Tornati alle loro posizioni, i due continuarono a prendersi gioco l’uno dell’altro. Se i tedeschi avessero attaccato, oggi sarebbe stato il giorno perfetto.
«Forza, fotografo! Riprendici, siamo così magri che ci stiamo in due…» disse un commilitone rivolgendosi a Martin. Il soldato del Bronx non si fece pregare due volte. Ogni scatto che immortalava un sorriso, per lui era uno squarcio di luce nel buio di quel conflitto.
«Americani! Martin!» All’improvviso un urlo femminile proveniente dalla casa catturò l’attenzione dei soldati.
Era di nuovo la ragazza dai capelli castani che li richiamava.
«Sentito? Ha chiamato me, le piaccio da morire…» si pavoneggiò Adler.
«Ha detto anche “americani” che è rivolto a tutti, non solo a te!» rispose Bronsky.
Il gruppo di soldati lasciò trincee e batteria e si incamminò verso la casa.

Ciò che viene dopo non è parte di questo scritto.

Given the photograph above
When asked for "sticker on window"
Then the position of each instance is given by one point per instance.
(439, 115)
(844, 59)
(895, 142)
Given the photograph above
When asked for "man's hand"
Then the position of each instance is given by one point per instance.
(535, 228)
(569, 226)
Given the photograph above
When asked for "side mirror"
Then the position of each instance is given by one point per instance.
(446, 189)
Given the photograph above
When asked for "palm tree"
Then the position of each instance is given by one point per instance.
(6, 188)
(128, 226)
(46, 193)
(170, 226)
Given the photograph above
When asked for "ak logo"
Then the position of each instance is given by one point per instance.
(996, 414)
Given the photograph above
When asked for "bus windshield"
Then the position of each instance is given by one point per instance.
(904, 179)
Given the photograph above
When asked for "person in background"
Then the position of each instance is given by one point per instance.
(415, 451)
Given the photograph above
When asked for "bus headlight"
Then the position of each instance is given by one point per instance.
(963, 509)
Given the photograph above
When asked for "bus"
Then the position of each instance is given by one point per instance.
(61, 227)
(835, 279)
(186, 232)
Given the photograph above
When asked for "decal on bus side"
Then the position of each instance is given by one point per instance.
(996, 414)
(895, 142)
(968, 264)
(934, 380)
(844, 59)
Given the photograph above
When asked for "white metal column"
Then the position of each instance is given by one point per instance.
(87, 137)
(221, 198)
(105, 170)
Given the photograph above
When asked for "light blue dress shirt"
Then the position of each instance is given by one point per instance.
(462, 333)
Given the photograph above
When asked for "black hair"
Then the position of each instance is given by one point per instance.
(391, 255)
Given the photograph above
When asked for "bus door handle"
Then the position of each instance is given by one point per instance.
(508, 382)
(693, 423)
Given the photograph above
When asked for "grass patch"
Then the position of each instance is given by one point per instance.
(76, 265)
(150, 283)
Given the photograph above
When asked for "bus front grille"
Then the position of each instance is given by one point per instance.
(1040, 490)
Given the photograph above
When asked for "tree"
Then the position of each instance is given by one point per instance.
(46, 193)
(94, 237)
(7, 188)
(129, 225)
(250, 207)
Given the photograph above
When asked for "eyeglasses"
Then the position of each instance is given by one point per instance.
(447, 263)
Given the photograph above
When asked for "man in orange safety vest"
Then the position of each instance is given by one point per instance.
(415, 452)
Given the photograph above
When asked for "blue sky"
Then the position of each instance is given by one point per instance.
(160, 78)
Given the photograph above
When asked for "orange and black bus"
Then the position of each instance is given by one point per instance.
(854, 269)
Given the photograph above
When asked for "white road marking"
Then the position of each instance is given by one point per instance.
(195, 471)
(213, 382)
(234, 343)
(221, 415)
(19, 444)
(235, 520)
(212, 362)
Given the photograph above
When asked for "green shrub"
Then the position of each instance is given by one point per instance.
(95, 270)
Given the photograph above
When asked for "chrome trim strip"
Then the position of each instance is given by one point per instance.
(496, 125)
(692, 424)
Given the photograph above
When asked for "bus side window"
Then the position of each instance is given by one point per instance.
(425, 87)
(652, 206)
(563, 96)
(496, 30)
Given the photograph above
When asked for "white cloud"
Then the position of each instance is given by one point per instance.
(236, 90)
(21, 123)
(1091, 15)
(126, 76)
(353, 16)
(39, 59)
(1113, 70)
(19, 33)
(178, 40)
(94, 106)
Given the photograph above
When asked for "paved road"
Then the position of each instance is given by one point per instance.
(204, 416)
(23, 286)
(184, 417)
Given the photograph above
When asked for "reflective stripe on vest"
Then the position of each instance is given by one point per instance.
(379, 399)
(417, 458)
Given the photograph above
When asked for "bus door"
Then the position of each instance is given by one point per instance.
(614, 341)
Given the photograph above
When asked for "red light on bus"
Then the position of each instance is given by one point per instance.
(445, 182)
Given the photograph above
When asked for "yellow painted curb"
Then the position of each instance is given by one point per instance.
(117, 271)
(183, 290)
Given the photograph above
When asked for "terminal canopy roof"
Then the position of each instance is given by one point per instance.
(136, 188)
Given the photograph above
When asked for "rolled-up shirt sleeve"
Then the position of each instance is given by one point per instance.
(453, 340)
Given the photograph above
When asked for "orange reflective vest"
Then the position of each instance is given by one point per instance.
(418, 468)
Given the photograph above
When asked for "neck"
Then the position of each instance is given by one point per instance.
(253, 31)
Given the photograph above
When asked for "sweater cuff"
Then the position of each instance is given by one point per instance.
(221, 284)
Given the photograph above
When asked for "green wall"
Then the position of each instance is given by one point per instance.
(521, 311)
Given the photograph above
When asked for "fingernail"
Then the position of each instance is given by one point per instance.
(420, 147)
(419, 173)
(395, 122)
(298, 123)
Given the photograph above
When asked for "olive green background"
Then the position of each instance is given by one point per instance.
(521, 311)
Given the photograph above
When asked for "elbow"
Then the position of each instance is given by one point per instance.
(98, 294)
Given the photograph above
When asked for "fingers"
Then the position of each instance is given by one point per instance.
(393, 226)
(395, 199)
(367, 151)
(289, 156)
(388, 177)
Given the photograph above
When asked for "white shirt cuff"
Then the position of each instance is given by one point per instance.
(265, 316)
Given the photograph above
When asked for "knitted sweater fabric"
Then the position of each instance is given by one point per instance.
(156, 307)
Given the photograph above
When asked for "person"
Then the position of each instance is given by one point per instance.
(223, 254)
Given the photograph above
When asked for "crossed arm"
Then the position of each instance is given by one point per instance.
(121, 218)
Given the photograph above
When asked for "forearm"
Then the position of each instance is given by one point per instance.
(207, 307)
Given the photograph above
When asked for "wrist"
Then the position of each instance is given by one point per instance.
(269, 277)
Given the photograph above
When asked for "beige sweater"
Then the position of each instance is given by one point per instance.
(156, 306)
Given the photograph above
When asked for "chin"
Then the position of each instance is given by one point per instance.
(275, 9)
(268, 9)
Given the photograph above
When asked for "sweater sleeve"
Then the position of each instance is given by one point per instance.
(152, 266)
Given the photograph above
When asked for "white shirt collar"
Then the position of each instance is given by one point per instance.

Entrarono e assistettero a una scena mai vista prima.
Dietro una lunga tavolata di legno la ragazza e sua madre stendevano la pasta fresca. Da un mastello di legno colmo d’acqua la donna ogni tanto la inumidiva, mentre la figlia la tirava e poi la tagliava con cura. Tutto era pronto per sfornare i pici.
«Spaghetti!» esclamò Adler.
«No! Pici, pici!» rispose la donna scherzosa e con forte accento toscano.
«What’s the hell are pici? » chiese ai commilitoni sfogliando inutilmente la guida tascabile.
«Pi-ci, pi-ci, pi-ci! Mangiare pici, pici!»
Tutti iniziarono a scandire ridendo quella parola sconosciuta, avendo ben compreso che presto il loro stomaco vuoto ne avrebbe goduto il gusto genuino. Martin scattò l’ennesima istantanea a quel momento di festa e poi si rivolse nuovamente a Bronsky:
«Immortalami».
«Immagino con chi…» rispose l’amico.
Il soldato venuto dal Bronx si distese sulla tavola di legno, incurante della farina. Appoggiò i gomiti e volse il suo sguardo verso la giovane.
«Ragazza dagli occhi belli!»
Lei arrossì. Poi, ignorando lo sguardo severo della madre, lo baciò con affetto sulle guancia, scatenando l’ilarità dei presenti.
Il tempo di cucinare quella pasta fresca condita con sugo di pomodoro, sedersi tutti insieme intorno a una tavola, bevendo Sangiovese toscano bianco, ed ecco che quel manipolo di militari si sentì in paradiso.
La guerra, i morti, i feriti, la distruzione, l’odio sembrarono un ricordo lontano.
Eppure erano lì, oltre quelle colline.